Representative · R-FL
The bill tightens tax rules to deny deductions for employer reimbursements for abortion travel and certain minor gender‑affirming care—improving statutory clarity and raising some revenue but increasing costs for employers and families, likely reducing employer benefits and access to care for marginalized groups.
Tax-code language is clarified by defining which procedures and treatments are excluded from deduction, reducing ambiguity for IRS enforcement and helping employers and small businesses understand compliance obligations.
Employers who reimburse employees for abortion travel or certain minor gender‑affirming care will face higher taxable income because those reimbursements are nondeductible, which could modestly increase corporate tax revenue.
Employers who currently offer reimbursements for abortion travel or minor gender‑affirming care will face higher after‑tax costs and therefore may reduce or eliminate those benefits, lowering employee access to employer-provided financial support.
Parents of minors (and the minors themselves) are likely to face higher out‑of‑pocket costs for gender‑affirming medical care if employer reimbursements are curtailed, reducing access to care for transgender youth.
The law singles out reproductive and gender‑affirming care for adverse tax treatment, creating a disparate impact on women and transgender people and raising concerns about restrictions on access to these types of health care.
Based on analysis of 2 sections of legislative text.
Denies business tax deductions for employer payments/reimbursements for employee travel to obtain abortions and for gender‑transition procedures for employees' minor children.
Official title: To amend the Internal Revenue Code of 1986 to deny the trade or business expense deduction for the reimbursement of employee costs of child gender transition procedure or travel to obtain an abortion.

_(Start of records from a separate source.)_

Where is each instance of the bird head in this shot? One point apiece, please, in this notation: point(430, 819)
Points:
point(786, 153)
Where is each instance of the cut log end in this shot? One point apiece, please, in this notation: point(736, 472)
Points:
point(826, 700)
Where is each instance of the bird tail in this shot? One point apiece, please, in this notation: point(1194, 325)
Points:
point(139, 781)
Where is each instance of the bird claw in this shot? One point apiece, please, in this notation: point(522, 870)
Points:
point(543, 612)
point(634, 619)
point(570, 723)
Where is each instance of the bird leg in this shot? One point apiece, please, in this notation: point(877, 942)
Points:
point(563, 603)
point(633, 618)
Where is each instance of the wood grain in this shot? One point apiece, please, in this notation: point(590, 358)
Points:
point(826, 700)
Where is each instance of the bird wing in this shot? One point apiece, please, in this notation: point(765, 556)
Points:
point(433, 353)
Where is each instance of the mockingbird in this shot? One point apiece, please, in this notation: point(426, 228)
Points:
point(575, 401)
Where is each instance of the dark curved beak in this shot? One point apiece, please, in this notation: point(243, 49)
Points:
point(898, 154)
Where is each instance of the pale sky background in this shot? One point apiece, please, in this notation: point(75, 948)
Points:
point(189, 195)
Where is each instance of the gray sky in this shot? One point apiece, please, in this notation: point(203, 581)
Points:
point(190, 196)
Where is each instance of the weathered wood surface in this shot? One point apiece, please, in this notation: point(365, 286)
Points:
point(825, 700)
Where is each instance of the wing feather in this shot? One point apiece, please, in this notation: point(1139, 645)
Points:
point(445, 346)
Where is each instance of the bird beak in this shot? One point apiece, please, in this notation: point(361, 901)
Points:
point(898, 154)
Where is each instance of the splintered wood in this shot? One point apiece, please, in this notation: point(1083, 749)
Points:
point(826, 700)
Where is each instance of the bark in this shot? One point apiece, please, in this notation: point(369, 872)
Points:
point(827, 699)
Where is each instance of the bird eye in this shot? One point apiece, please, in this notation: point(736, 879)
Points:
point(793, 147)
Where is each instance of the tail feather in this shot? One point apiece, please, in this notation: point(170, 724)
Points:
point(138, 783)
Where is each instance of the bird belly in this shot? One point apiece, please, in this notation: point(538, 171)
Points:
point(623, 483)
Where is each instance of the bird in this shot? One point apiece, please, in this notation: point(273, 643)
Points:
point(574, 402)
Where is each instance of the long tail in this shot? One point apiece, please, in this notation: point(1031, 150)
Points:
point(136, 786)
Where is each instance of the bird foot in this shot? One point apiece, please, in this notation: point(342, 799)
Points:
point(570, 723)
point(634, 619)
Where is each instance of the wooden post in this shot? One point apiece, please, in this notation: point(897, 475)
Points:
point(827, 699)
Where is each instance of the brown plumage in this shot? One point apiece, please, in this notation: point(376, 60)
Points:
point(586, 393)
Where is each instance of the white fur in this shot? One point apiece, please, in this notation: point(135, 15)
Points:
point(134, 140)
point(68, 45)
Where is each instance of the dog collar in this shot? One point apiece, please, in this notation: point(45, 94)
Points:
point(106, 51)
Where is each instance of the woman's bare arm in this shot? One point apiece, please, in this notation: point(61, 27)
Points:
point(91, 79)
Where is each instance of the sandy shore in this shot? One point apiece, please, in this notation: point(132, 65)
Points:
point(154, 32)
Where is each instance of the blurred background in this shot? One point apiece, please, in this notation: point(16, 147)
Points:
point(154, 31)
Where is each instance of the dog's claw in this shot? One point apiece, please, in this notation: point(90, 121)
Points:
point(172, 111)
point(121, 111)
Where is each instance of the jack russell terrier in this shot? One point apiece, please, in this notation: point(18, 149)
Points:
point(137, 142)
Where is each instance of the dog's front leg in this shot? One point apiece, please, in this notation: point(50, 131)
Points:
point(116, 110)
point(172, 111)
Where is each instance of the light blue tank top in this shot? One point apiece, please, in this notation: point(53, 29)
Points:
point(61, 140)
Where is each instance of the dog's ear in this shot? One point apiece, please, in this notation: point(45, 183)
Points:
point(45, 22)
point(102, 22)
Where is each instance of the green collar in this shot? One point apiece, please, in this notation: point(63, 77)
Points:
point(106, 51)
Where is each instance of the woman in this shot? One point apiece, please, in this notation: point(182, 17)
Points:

Introduced February 11, 2025 by Brian Jeffrey Mast · Last progress February 11, 2025
Prohibits businesses from taking a federal tax deduction for amounts paid or reimbursed to employees for travel to obtain an abortion or for gender‑transition procedures for an employee's minor child. It adds a new rule to the Internal Revenue Code disallowing those business expense deductions, defines covered terms (including lists of specific surgeries, puberty blockers, and cross‑sex hormones), and creates narrow medical exceptions for certain intersex conditions and life‑saving procedures. The change applies to taxable years beginning after enactment.